The AP US History controversy

Being educated and going to college makes you 'elitist' in their minds

More and more studies, more and more evidence, show heavy correlations between the following:

  • Desire to learn more, curiosity about the world, curiosity about new things, is highly correlated with being a self-described "liberal";
  • Lack of desire to learn more, lack of curiosity about the world, reacting to new things with reluctance or even fear, is highly correlated with being a self-described "conservative".

University is1 all about having your existing perspectives challenged, and learning new things to broaden your horizons about the world. Self-described liberals have the personality type that likes that sort of thing. Self-described conservatives have the personality type that finds that threatening. And when the liberals graduate from college and try to act upon and share their broader knowledge and broader perspective, conservatives find that threatening. So they mock it.

This, of course, is A Bad Thing, because the result is that if real evidence and data and actual results from what's happening in the real world suggest that public policy or something else should change in order to be better/more effective/more efficient/cheaper/whatever, you end up with liberals saying "Let's make the change and make improvements and make things better!", and conservatives saying "I don't wanna change things, things are fine the way we are, stop rocking the boat," which makes them look like hypocrites when they whine about government waste and inefficiency at the same time that they whine about not wanting to make changes that would reduce waste and inefficiency.

Seriously, putting your fingers in your ears and shouting "La la la I can't HEAR you!" as a reaction to new knowledge, which has been a huge part of GOP SOP for the last few decades, is a piss-poor way to govern a nation or a state or a county.

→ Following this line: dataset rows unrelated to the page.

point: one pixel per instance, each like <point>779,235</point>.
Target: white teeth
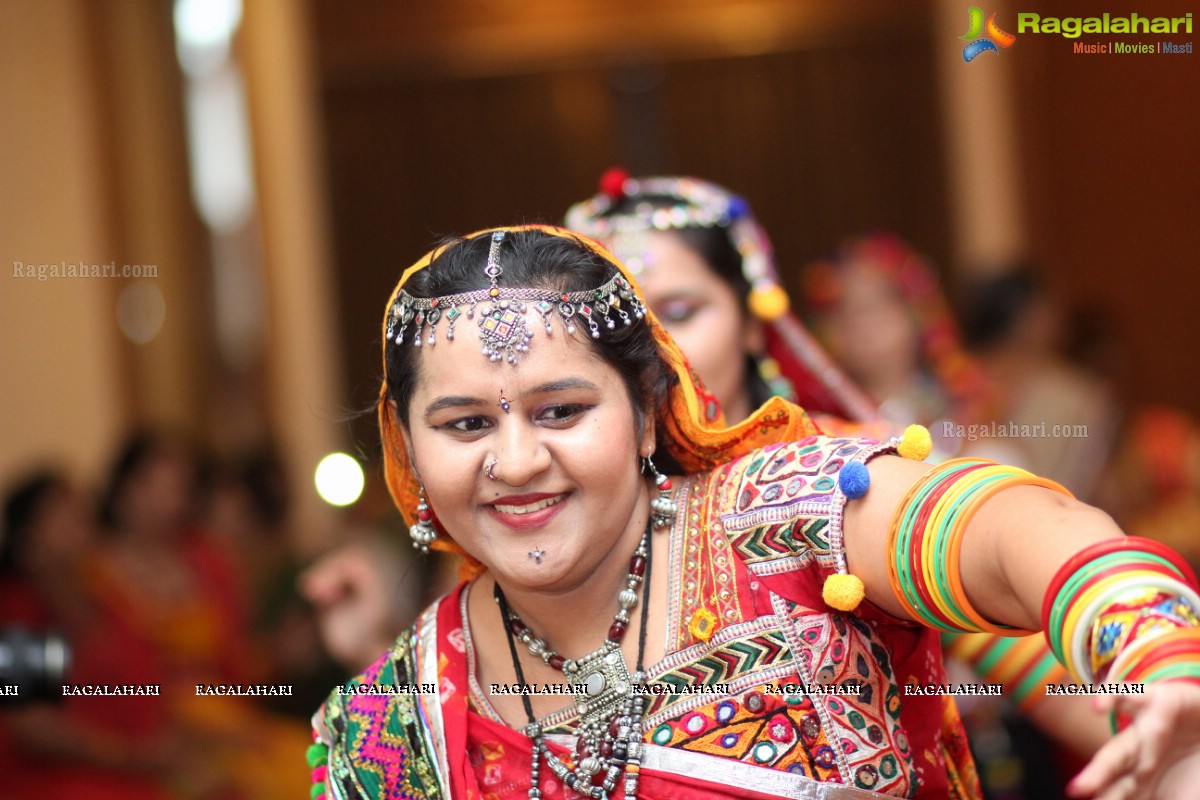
<point>533,506</point>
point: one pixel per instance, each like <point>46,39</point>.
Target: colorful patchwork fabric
<point>379,747</point>
<point>760,536</point>
<point>765,689</point>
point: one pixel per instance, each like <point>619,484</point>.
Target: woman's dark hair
<point>541,260</point>
<point>22,507</point>
<point>723,258</point>
<point>712,244</point>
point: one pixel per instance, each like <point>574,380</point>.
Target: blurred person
<point>1156,477</point>
<point>246,517</point>
<point>363,595</point>
<point>175,617</point>
<point>877,306</point>
<point>72,746</point>
<point>1014,324</point>
<point>705,266</point>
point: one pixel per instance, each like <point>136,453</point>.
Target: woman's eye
<point>678,312</point>
<point>469,425</point>
<point>561,413</point>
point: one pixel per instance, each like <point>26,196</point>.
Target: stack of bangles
<point>1125,611</point>
<point>1120,611</point>
<point>1024,665</point>
<point>925,539</point>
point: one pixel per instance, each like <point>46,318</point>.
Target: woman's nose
<point>522,453</point>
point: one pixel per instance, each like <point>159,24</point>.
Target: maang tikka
<point>664,506</point>
<point>423,533</point>
<point>503,330</point>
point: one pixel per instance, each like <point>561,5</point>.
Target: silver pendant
<point>600,684</point>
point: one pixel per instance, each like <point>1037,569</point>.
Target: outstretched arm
<point>1122,611</point>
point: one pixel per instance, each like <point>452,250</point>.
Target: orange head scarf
<point>691,420</point>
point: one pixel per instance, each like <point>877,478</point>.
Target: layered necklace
<point>609,699</point>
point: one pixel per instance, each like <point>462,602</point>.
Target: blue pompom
<point>855,480</point>
<point>738,208</point>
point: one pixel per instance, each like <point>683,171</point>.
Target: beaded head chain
<point>502,311</point>
<point>679,203</point>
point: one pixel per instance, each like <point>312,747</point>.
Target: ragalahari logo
<point>993,35</point>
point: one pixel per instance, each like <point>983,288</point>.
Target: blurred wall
<point>94,157</point>
<point>61,398</point>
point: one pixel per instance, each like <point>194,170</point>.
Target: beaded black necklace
<point>609,699</point>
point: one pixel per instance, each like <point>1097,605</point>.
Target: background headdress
<point>915,281</point>
<point>628,209</point>
<point>690,419</point>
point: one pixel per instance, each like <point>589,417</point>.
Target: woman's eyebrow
<point>450,401</point>
<point>562,384</point>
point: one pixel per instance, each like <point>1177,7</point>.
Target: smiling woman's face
<point>567,458</point>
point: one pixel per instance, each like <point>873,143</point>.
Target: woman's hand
<point>1157,757</point>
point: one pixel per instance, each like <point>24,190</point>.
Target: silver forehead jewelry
<point>503,329</point>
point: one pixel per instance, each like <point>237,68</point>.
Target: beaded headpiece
<point>799,365</point>
<point>502,311</point>
<point>694,431</point>
<point>691,203</point>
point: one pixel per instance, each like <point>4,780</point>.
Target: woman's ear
<point>648,440</point>
<point>754,336</point>
<point>406,439</point>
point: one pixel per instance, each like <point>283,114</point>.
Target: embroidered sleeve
<point>787,511</point>
<point>376,746</point>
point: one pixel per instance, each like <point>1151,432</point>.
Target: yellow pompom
<point>843,591</point>
<point>916,443</point>
<point>768,302</point>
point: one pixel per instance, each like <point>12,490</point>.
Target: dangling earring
<point>423,533</point>
<point>664,506</point>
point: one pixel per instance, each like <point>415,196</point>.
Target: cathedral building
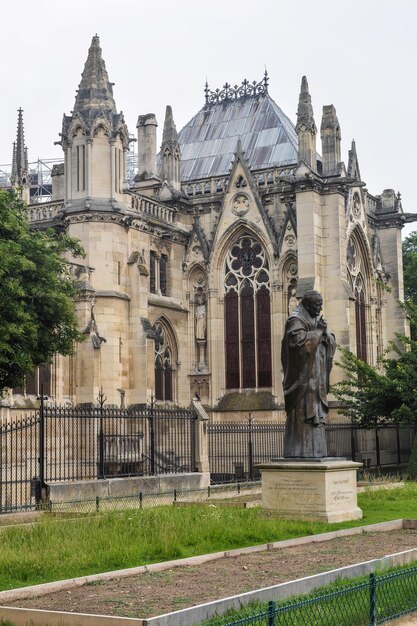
<point>192,267</point>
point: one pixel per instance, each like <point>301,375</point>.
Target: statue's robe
<point>307,356</point>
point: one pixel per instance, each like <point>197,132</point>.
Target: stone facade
<point>191,268</point>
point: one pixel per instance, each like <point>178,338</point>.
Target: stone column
<point>201,438</point>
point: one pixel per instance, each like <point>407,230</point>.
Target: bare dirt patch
<point>152,594</point>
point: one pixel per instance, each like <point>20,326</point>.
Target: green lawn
<point>56,549</point>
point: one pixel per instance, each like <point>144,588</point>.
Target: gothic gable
<point>242,203</point>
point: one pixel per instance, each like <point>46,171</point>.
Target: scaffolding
<point>40,175</point>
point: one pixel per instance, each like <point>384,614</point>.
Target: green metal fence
<point>374,601</point>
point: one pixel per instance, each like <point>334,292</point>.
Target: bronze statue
<point>307,355</point>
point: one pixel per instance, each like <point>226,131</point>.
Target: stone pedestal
<point>317,489</point>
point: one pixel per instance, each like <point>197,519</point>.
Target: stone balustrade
<point>153,209</point>
<point>45,211</point>
<point>218,185</point>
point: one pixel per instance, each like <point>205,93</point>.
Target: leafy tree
<point>386,394</point>
<point>410,267</point>
<point>37,317</point>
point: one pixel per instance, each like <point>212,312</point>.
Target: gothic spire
<point>306,128</point>
<point>330,140</point>
<point>170,152</point>
<point>95,91</point>
<point>20,165</point>
<point>305,110</point>
<point>21,155</point>
<point>170,132</point>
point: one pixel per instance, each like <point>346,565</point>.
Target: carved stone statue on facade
<point>307,356</point>
<point>200,316</point>
<point>92,330</point>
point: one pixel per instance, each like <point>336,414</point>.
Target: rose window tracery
<point>246,263</point>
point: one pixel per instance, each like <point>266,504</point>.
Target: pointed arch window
<point>163,366</point>
<point>355,266</point>
<point>360,320</point>
<point>247,316</point>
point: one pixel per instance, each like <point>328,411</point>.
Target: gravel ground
<point>152,594</point>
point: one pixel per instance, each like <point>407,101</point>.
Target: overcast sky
<point>360,56</point>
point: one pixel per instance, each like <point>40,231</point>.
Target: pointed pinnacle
<point>95,91</point>
<point>305,115</point>
<point>170,131</point>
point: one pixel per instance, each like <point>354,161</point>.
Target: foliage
<point>383,394</point>
<point>410,267</point>
<point>410,276</point>
<point>37,317</point>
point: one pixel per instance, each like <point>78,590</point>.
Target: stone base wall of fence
<point>122,487</point>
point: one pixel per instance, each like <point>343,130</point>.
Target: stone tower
<point>20,167</point>
<point>95,141</point>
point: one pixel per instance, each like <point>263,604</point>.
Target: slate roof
<point>208,142</point>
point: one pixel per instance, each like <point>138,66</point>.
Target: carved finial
<point>95,90</point>
<point>230,94</point>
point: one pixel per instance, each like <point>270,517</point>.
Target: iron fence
<point>236,448</point>
<point>368,603</point>
<point>78,443</point>
<point>104,442</point>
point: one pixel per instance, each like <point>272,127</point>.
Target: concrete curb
<point>72,583</point>
<point>197,614</point>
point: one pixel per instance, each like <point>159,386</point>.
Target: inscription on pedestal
<point>325,491</point>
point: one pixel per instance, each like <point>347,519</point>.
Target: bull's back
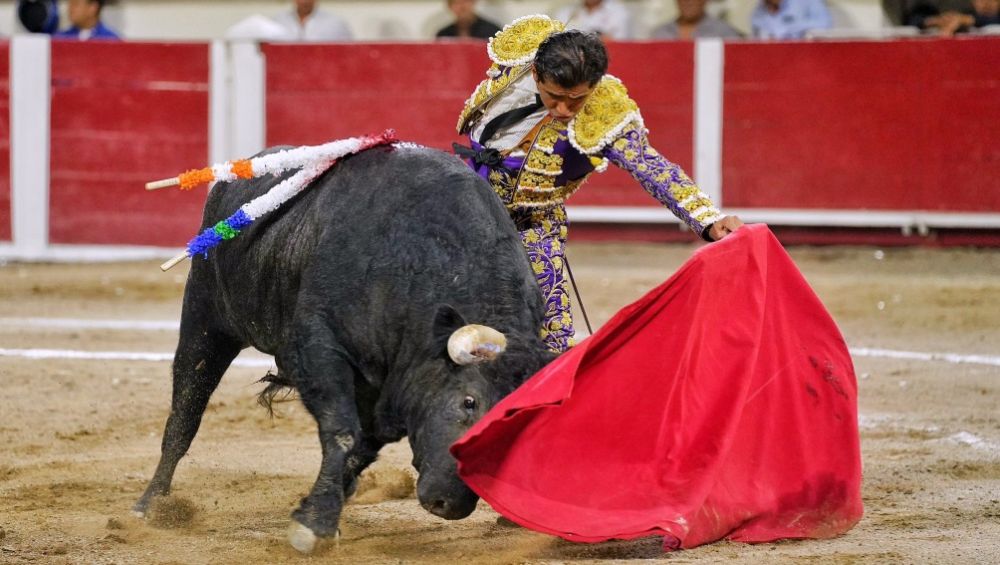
<point>383,235</point>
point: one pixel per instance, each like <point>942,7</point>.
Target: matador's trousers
<point>543,233</point>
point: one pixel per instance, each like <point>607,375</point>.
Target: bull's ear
<point>446,321</point>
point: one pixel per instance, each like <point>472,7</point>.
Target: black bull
<point>355,286</point>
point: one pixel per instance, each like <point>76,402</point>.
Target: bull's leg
<point>201,359</point>
<point>363,455</point>
<point>325,381</point>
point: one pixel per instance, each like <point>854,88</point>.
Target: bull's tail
<point>279,389</point>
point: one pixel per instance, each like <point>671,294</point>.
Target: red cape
<point>723,404</point>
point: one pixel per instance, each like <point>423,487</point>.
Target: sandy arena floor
<point>80,438</point>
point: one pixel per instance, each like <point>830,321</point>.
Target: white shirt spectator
<point>320,25</point>
<point>610,19</point>
<point>792,19</point>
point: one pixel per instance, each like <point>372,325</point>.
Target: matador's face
<point>562,103</point>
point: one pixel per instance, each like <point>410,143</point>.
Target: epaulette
<point>607,111</point>
<point>511,50</point>
<point>517,42</point>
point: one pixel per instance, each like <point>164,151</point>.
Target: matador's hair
<point>571,57</point>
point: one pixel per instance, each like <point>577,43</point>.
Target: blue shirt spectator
<point>85,15</point>
<point>789,19</point>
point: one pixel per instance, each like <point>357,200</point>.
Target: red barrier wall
<point>124,114</point>
<point>870,125</point>
<point>316,93</point>
<point>6,228</point>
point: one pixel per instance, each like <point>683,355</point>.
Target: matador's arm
<point>664,180</point>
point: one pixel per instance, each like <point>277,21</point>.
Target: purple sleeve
<point>664,180</point>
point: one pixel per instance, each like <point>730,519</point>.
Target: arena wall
<point>827,136</point>
<point>203,20</point>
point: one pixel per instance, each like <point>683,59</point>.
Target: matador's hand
<point>724,227</point>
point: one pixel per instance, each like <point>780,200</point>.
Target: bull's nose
<point>438,507</point>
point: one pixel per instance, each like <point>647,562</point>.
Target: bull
<point>364,287</point>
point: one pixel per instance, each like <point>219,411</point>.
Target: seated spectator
<point>609,18</point>
<point>85,15</point>
<point>467,23</point>
<point>947,23</point>
<point>307,22</point>
<point>692,21</point>
<point>789,19</point>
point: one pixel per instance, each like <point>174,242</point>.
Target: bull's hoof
<point>305,540</point>
<point>302,538</point>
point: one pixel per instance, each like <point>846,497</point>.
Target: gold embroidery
<point>607,110</point>
<point>532,196</point>
<point>539,162</point>
<point>517,43</point>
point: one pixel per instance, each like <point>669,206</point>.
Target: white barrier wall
<point>394,19</point>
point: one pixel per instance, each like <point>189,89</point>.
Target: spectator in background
<point>609,18</point>
<point>467,23</point>
<point>789,19</point>
<point>307,22</point>
<point>947,23</point>
<point>692,22</point>
<point>85,17</point>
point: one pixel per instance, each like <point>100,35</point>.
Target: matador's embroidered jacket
<point>545,168</point>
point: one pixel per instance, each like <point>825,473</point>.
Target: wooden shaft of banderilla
<point>165,183</point>
<point>174,261</point>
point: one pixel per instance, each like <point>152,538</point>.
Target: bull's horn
<point>475,344</point>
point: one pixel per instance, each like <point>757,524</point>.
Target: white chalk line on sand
<point>174,325</point>
<point>41,354</point>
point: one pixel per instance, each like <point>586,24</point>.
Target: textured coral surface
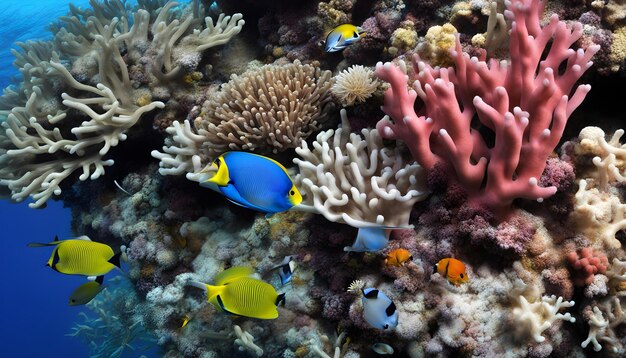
<point>497,108</point>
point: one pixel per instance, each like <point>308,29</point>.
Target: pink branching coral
<point>525,101</point>
<point>586,265</point>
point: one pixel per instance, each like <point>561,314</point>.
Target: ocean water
<point>503,264</point>
<point>33,299</point>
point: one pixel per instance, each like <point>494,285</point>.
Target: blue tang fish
<point>378,309</point>
<point>370,239</point>
<point>254,181</point>
<point>342,36</point>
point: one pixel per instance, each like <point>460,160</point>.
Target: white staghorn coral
<point>355,179</point>
<point>32,172</point>
<point>534,318</point>
<point>597,331</point>
<point>354,85</point>
<point>245,341</point>
<point>48,136</point>
<point>609,156</point>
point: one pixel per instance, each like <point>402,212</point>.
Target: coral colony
<point>125,111</point>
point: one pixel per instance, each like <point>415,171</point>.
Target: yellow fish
<point>342,36</point>
<point>185,321</point>
<point>237,293</point>
<point>398,257</point>
<point>453,270</point>
<point>86,292</point>
<point>81,257</point>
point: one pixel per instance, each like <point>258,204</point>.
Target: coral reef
<point>526,111</point>
<point>357,180</point>
<point>161,89</point>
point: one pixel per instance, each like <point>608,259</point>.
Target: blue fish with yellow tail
<point>254,182</point>
<point>378,309</point>
<point>342,36</point>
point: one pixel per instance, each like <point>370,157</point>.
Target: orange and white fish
<point>398,257</point>
<point>453,270</point>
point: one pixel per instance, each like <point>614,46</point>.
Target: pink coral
<point>586,264</point>
<point>525,103</point>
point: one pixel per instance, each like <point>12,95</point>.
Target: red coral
<point>586,264</point>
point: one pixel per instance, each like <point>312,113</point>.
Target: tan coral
<point>600,215</point>
<point>438,42</point>
<point>354,85</point>
<point>269,109</point>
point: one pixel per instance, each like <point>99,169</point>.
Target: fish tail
<point>42,244</point>
<point>280,299</point>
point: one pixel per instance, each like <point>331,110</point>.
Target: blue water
<point>34,299</point>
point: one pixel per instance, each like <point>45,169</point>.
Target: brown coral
<point>269,109</point>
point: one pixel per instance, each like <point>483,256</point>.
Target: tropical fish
<point>237,293</point>
<point>378,309</point>
<point>398,257</point>
<point>341,37</point>
<point>86,292</point>
<point>285,269</point>
<point>81,256</point>
<point>253,181</point>
<point>370,239</point>
<point>382,348</point>
<point>453,270</point>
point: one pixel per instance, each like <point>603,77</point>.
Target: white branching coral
<point>245,341</point>
<point>609,156</point>
<point>534,318</point>
<point>600,215</point>
<point>181,151</point>
<point>32,171</point>
<point>62,119</point>
<point>353,178</point>
<point>597,330</point>
<point>354,85</point>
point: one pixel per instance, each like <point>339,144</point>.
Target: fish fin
<point>42,244</point>
<point>221,304</point>
<point>280,299</point>
<point>227,276</point>
<point>115,260</point>
<point>373,294</point>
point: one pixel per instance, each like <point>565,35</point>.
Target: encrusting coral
<point>441,177</point>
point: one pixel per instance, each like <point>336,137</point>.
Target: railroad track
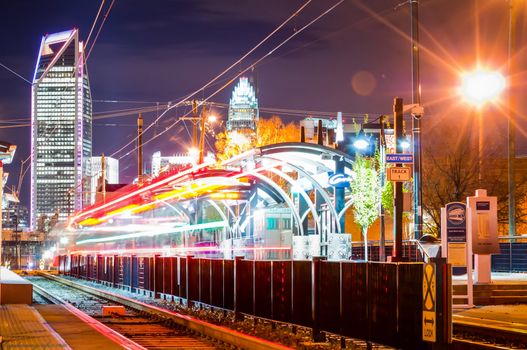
<point>143,326</point>
<point>470,333</point>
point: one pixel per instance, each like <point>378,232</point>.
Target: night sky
<point>355,59</point>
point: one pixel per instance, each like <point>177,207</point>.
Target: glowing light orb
<point>480,86</point>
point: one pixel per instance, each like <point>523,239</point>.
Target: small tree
<point>268,131</point>
<point>365,192</point>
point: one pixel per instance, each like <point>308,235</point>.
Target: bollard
<point>237,314</point>
<point>318,335</point>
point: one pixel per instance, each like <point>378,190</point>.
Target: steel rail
<point>111,334</point>
<point>223,334</point>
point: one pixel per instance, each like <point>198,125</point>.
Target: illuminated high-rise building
<point>111,173</point>
<point>61,127</point>
<point>243,108</point>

But that, in a grossly over-generalized way, is exactly what's been happening.

Al Gore was too much of an intellectual...Kerry was too international and too 'French'...Obama is an elitist with his fancy law degree and his position at Harvard...in a nutshell, they were 'too educated'.

Funny how Mitt Romney's graduating from Harvard's joint-MBA-JD program didn't seem to be a problem in 2012.

ObFootnote: 1 Of course, a lot of "conservatives" think universities should change to being places which would spit out, as George Carlin put it in his "American Dream" bit, "Obedient workers, people who are just smart enough to run the machines and do the paperwork. And just dumb enough to passively accept all these increasingly shitty jobs with the lower pay, the longer hours, the reduced benefits, the end of overtime and vanishing pension that disappears the minute you go to collect it...." For evidence, see what Scott Walker is trying to do to the University of Wisconsin system, such as removing that whole "search for truth" bit.